The Ballad of Buster Scruggs

The Ballad of Buster Scruggs

By Joanna Langfield

This Western, told in six very different chapters, feels like a mirror reflecting the Coen Brothers’ filmography. Uncompromising, wildly funny, morally definitive and often deeply moving, not all of it works. But when it does, watch out. At its best, this one will take your breath away.

A glorious collection of actors appear in this loosely strung series of stories. We begin with Tim Blake Nelson, riffing on the old cowboy musicals many of us loved as kids. But this one, Coen-style, turns that old poke on its ear. There’s a dazzlingly brutal bit, almost wordless, with Liam Neeson, piercing in its unsentimentality. The more fleshed out The Gal Who Got Rattled brings us a winning Zoe Kazan and Bill Heck, but perhaps my favorite of the pieces is Tom Waits’ All Gold Canyon, so perfect it does, indeed, shine.
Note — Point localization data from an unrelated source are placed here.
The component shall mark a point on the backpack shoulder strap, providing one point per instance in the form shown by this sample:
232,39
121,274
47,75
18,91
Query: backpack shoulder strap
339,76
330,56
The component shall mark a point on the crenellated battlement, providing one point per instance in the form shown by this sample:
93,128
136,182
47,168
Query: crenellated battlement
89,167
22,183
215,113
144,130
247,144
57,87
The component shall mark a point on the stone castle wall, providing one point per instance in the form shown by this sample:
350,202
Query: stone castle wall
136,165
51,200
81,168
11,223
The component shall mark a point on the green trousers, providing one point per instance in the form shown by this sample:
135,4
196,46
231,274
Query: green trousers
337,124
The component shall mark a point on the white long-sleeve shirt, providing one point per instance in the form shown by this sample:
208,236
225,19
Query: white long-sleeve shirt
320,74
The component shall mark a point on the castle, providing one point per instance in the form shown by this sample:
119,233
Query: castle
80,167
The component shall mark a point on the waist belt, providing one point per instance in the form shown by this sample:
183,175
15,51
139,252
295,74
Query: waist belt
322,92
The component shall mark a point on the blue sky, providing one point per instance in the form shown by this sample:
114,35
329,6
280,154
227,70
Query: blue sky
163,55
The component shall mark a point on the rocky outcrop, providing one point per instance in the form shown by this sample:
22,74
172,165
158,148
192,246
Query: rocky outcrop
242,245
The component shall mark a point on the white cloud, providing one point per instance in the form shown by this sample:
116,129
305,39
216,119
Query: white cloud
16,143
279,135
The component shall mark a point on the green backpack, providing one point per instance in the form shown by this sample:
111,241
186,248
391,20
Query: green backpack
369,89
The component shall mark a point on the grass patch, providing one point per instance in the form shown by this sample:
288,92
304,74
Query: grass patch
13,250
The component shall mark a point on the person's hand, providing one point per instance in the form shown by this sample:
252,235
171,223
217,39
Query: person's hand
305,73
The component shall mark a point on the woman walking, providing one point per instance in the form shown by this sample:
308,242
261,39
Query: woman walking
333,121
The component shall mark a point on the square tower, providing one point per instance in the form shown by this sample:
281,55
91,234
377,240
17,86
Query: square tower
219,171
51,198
I don’t want to give too much away here, as it is such a treat to sit back and let this gorgeously mounted anthology play out. That being said, it will be interesting to see if the film, as a whole, plays differently in theaters than it does when it debuts on Netflix and can be watched episodically, if the viewer prefers. No matter that artistic argument, I, for one, am just glad that streaming services are producing work as experimental and exciting as this. Films that don’t fall into an easy commercial slot need a home, with the economics of show business being what they are at the moment. And if this is how some of them get produced, and become accessible to wider audiences, the adjusted film world can still thrive.